Savoir profiter de la pluie ou comment la crise actuelle pourrait être bénéfique à la Cour pénale internationale

Les retraits de la Gambie, de l’Afrique du sud et du Burundi sont au cœur du débat de cette quinzième Assemblée des États Parties (AEP). En effet, pour la première fois, des États ont décidé de se retirer de ce qui est communément présenté comme le mécanisme phare de la lutte contre l’impunité. Cette crise traversée par la Cour pénale internationale (ci-après CPI ou la Cour) n’est-elle pas une opportunité pour celle-ci de renforcer ses relations avec ses alliés et d’adresser directement les principales problématiques qui tendent à l’affaiblir? Voici quelques perspectives en ce sens.

  • Trouver des parapluies ou comment tirer profit de ses alliés

Une des conséquences des retraits du Burundi, de la Gambie et de l’Afrique du sud est le fait que plusieurs autres États africains ont marqué ouvertement et avec fermeté leur support à la Cour. Ainsi, les voix du Nigeria, du Ghana ou encore du Botswana se sont fait entendre lors des sessions plénières. Le Ghana, par exemple, a clairement invité les trois États à reconsidérer leur décision respective.

Ces discours ont eu pour bénéfice de déconstruire la vision simpliste selon laquelle, d’une part, la CPI se construirait contre les États africains, et d’autre part, que les États africains ne seraient pas engagés dans la lutte contre l’impunité. On notera par ailleurs que ces arguments reposent sur un paradigme d’une Afrique monolithique où l’action d’un État serait représentative d’un continent. Ainsi, le rappel de l’engagement historique de différents États du continent dans la mise sur pied de la Cour pénale internationale fut le bienvenu de même que la mise en lumière des différentes initiatives visant à la lutte contre l’impunité (les Chambres africaines extraordinaires au sein des juridictions sénégalaises ou encore les discussions autour de la mise sur pied d’une cour spéciale pour la Centrafrique).

Par ailleurs, l’AEP fut également l’occasion d’adresser un véritable exercice de pédagogie quant aux raisons respectives de ces retraits. Il est à noter que cet exercice a été mené avec brio par la société civile et notamment par certaines organisations de la société civile de ces mêmes États. Cela a permis une remise en perspective des argumentaires employés dans la justification de ces décisions.
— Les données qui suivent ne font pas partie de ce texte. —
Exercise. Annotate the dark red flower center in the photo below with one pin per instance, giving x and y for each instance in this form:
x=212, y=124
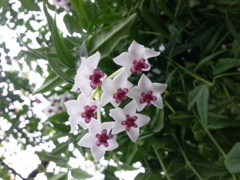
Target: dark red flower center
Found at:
x=139, y=66
x=103, y=138
x=96, y=78
x=147, y=97
x=90, y=112
x=130, y=122
x=120, y=95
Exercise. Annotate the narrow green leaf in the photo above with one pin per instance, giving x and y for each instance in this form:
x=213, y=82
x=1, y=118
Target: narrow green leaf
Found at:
x=157, y=122
x=50, y=83
x=59, y=176
x=192, y=97
x=231, y=27
x=60, y=117
x=48, y=16
x=78, y=173
x=72, y=24
x=232, y=160
x=166, y=10
x=61, y=148
x=62, y=51
x=131, y=152
x=154, y=22
x=79, y=7
x=108, y=38
x=225, y=64
x=59, y=69
x=202, y=104
x=207, y=59
x=181, y=118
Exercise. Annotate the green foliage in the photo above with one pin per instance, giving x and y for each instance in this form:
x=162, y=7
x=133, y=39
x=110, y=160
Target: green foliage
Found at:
x=196, y=135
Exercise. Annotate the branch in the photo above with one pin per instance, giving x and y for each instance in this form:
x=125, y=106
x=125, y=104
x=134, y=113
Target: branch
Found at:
x=11, y=169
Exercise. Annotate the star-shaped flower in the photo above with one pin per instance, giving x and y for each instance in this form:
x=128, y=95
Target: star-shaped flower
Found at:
x=147, y=93
x=136, y=59
x=115, y=90
x=89, y=76
x=128, y=120
x=99, y=139
x=82, y=111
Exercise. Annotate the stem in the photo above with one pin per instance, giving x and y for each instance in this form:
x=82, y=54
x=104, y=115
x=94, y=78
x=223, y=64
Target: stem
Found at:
x=190, y=73
x=218, y=146
x=169, y=107
x=161, y=163
x=115, y=73
x=188, y=163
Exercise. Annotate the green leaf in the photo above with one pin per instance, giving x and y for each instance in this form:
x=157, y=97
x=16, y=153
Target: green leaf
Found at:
x=72, y=24
x=225, y=64
x=108, y=38
x=157, y=122
x=58, y=159
x=202, y=104
x=199, y=96
x=59, y=176
x=62, y=51
x=131, y=152
x=181, y=118
x=192, y=96
x=30, y=5
x=48, y=16
x=50, y=83
x=207, y=59
x=60, y=117
x=4, y=3
x=154, y=22
x=232, y=160
x=78, y=173
x=59, y=69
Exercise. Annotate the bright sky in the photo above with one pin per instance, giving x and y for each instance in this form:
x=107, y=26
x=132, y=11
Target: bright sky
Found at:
x=26, y=161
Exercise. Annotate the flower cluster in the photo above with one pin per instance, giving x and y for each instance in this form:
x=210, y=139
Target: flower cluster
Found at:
x=66, y=4
x=97, y=89
x=56, y=104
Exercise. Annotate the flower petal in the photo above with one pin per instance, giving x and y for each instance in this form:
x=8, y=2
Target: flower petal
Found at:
x=145, y=83
x=93, y=60
x=72, y=106
x=118, y=127
x=136, y=50
x=98, y=152
x=95, y=127
x=133, y=133
x=86, y=89
x=148, y=53
x=74, y=121
x=108, y=126
x=87, y=141
x=117, y=114
x=124, y=59
x=159, y=87
x=112, y=144
x=130, y=108
x=158, y=103
x=142, y=120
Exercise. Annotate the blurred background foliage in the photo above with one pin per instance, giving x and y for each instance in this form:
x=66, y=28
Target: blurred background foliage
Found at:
x=195, y=136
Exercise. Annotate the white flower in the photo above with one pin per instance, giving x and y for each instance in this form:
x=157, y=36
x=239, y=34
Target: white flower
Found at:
x=136, y=59
x=58, y=3
x=49, y=111
x=115, y=90
x=128, y=120
x=89, y=76
x=82, y=111
x=98, y=139
x=147, y=93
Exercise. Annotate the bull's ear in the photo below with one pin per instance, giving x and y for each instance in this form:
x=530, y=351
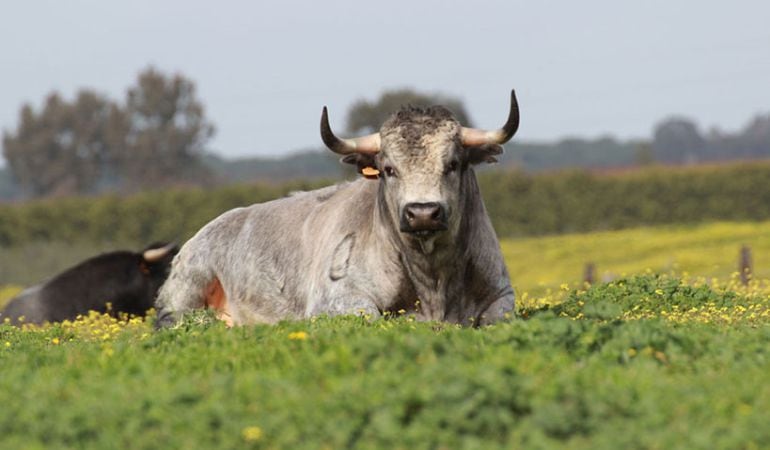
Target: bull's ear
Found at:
x=484, y=153
x=364, y=164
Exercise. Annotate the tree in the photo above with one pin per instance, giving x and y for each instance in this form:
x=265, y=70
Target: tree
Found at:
x=367, y=117
x=167, y=132
x=62, y=149
x=678, y=140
Il paraît indispensable que la communication des différents organes de la Cour sur ce sujet s’appuie fortement sur ces alliés bienvenus et tende à prendre plus en considération l’impact des perceptions. Déconstruire les lieux communs dont résultent des perceptions biaisées devrait constituer un enjeu transversal des stratégies de communication des différents organes de la Cour. Par ailleurs, cette stratégie de communication ne devrait pas se limiter à des destinataires habitués des enjeux propres à la justice internationale pénale mais devrait être adressée à un public plus large.

  • Sauter dans les flaques ou comment enfin aborder les enjeux relatifs au Statut faisant débat

La CPI et l’Assemblée des États Parties doivent également profiter de cette crise pour parvenir à solutionner certaines problématiques polarisantes relatives au Statut qui entament la légitimité de l’institution.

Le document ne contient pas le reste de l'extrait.